Okay, I admit it. I had no clue what Topic magazine was until Thursday, when I asked out loud what the fuck Topic magazine was. Joshua, our in-house jokester, casually mentioned he was a senior editor there and that I should accept the release party invitation that spawned the original query. Somewhat embarrassed, I RSVP'd and carted Kate over to The Beatrice Inn because, more than anything else, I wanted to see what a "hipsteraunt" looks like. Additionally, I wanted to see what people who hung out at a "hipsteraunt" look like. Unlike earlier, I found out fairly quickly:

  • 1. A "hipsteraunt" looks like my ex-boyfriend's parent's basement, which means it's awesome for clandestine hookups, not so good for masses of people or those with tendencies toward claustrophobia;
  • 2. People who hang out in "hipsteraunts" are fairly attractive, if not fairly forgettable. It's no Misshapes. Oh, wait:
    319824019_af4974978d.jpg
    Never mind. Moving on...

    Locating Josh, the only person I know in the room, I am directed to people we should talk to: Marty Reisman, a septuagenarian ping-pong player with a decidedly melancholy disposition, David Haskell, the EIC of Topic, and some pretty girls who I fail to note the names of (because if there's anything I'm good at, it's not writing down people's names. That whole Yara Flinn thing? Totally a fluke, people.) As usual, I'm more interested in the open Dewar's bar, and Kate is more interested in taking pictures of awkward interactions and semi-amusing performances of Twister:
    319823943_9709a73409.jpg
    (Nice ass, dude.) Flipping through my complimentary issue of Topic, I mentally note some things I will read the following morning whilst moderately hungover - Marty's life as a ping-pong champion, a girl whose sister shot her boyfriend and gave her name when she got arrested for it, that pretty Cara girl from The Real World who failed to receive Hasselbeck-type fame from her reality television stint. I also score a pack of playing cards designed just for Topic, featuring the faces of Amy Sohn (!) and David Cross (!!) and at that point, I think "HOLY SHIT, maybe they'll turn up and I can earn some gold stars for my performance chart back at the office. And until they turn up, I'm going to play me some Twister." That fun lasts approximately fourteen minutes, at which point I realize I'm not as flexible as I'd like to believe.
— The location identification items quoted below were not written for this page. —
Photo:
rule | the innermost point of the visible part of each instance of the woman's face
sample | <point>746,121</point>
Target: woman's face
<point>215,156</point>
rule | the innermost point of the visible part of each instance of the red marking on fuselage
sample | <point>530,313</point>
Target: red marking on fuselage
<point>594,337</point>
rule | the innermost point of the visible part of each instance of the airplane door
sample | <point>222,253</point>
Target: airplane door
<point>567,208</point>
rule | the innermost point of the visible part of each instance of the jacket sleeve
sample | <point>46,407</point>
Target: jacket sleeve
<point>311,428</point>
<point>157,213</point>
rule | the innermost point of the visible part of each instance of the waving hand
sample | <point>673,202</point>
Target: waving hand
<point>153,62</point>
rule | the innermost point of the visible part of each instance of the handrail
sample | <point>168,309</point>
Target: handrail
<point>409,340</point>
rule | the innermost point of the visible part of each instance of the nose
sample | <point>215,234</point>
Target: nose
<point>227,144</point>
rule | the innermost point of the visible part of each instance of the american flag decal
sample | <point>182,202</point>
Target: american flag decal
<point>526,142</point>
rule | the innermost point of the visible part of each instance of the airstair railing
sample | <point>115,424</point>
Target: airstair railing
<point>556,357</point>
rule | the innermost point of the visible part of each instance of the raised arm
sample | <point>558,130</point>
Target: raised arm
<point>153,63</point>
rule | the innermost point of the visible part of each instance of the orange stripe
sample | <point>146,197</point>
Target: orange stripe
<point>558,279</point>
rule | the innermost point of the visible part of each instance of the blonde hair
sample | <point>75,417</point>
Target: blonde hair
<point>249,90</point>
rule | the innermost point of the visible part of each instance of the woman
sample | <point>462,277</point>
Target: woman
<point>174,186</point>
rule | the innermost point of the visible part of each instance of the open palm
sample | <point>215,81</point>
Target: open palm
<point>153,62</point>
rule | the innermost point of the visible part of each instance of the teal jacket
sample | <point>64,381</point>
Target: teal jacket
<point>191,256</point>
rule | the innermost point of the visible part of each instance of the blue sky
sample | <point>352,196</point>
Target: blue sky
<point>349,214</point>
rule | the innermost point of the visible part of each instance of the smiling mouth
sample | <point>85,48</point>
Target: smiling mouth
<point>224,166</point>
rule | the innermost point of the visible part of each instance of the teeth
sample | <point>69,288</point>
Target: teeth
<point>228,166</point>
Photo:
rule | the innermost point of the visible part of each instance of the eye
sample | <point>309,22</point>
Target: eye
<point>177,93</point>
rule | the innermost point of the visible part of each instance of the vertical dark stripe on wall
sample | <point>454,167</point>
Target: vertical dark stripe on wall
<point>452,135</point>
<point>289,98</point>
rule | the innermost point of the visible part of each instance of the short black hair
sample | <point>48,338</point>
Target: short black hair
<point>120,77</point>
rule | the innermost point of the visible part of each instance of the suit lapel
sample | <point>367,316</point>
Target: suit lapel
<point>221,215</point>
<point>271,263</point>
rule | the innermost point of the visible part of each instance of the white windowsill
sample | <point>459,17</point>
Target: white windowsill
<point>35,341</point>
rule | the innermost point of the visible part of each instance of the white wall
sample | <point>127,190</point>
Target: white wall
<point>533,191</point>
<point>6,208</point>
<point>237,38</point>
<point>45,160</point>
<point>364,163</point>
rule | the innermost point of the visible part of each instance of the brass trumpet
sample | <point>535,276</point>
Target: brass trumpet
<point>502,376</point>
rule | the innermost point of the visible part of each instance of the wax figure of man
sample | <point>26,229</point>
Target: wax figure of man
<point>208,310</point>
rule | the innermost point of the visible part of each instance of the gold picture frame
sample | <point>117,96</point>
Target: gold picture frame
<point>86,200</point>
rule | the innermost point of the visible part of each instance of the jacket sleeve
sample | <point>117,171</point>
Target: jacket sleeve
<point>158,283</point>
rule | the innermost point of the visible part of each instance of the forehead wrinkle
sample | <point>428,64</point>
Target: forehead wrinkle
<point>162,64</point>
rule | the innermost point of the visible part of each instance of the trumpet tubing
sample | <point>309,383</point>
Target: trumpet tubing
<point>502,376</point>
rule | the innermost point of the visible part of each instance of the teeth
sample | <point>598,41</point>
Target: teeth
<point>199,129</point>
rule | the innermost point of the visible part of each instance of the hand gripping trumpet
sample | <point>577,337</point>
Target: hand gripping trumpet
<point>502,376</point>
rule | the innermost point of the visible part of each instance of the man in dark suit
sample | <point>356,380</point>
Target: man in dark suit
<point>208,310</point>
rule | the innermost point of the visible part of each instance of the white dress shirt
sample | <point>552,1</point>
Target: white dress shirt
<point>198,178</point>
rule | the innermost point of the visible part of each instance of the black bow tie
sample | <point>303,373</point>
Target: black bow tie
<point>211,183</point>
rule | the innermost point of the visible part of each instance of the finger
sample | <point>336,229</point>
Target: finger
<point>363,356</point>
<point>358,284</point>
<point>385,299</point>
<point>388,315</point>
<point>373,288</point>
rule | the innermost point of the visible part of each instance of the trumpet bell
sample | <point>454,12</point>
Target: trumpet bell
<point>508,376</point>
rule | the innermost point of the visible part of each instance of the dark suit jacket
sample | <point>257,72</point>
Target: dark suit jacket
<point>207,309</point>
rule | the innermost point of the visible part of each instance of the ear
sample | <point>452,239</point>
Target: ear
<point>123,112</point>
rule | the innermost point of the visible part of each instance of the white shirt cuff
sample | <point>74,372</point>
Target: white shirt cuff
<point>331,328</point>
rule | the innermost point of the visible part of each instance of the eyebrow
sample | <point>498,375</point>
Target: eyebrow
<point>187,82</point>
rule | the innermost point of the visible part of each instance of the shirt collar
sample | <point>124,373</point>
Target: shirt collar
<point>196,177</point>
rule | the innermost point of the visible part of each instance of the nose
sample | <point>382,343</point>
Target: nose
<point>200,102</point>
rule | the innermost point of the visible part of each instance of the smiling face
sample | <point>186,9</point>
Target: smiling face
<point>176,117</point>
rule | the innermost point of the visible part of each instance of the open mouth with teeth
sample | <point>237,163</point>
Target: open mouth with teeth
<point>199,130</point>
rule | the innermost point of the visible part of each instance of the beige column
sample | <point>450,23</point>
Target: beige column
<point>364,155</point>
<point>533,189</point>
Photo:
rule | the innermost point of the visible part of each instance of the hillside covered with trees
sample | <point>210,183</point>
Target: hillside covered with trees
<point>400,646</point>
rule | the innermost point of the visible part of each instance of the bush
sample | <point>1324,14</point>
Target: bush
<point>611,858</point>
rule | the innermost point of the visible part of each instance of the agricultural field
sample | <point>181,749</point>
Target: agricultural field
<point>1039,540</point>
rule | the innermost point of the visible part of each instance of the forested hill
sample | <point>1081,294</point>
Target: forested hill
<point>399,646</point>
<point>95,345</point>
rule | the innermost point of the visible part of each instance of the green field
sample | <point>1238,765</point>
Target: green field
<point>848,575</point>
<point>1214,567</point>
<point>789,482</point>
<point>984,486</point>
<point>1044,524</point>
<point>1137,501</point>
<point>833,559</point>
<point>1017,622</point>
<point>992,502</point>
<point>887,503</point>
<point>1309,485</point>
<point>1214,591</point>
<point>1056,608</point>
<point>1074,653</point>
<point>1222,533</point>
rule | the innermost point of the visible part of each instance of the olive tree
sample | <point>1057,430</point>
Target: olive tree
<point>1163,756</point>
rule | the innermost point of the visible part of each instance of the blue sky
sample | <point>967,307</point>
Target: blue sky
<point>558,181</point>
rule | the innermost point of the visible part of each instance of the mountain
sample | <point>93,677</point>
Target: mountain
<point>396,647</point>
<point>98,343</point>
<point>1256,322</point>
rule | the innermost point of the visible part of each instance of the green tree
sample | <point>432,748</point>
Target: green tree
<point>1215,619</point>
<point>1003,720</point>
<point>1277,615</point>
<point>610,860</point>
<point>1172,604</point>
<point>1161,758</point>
I retire to being the person that spins the wheel, which becomes tiresome. I think I should go talk to some people because I am, in some sense, working. I ignore the fact that my heart is beating a little irregularly, that it's hot and sort of hard to breathe, a situation I think will be cured by another trip to the bar.

    It is not.

    You see, if there were more unfortunately dressed people here, I could have stuck out the rapid onset of claustrophobia by making fun of them. If David Cross were here, I could have ignored my arrhythmia in lieu of making a total fool of myself. If Amy Sohn were here, I could attempt to get some sort of embarrassing vagina quote or something. But none of those people are here, and I'm in full panic attack mode. I need to get the hell out of here - fast. Collecting Kate, I manage to have a somewhat inept interaction with a really cute boy as I'm gathering my bags. I think to myself, "Wow, Heather, you really suck at life these days." And this thought crosses my mind later on, when I hear the sad news that David Cross AND Claire Danes showed up almost immediately after we left so alas, no pictures of them.

    Damn those celebrities and their fashionably late entrances.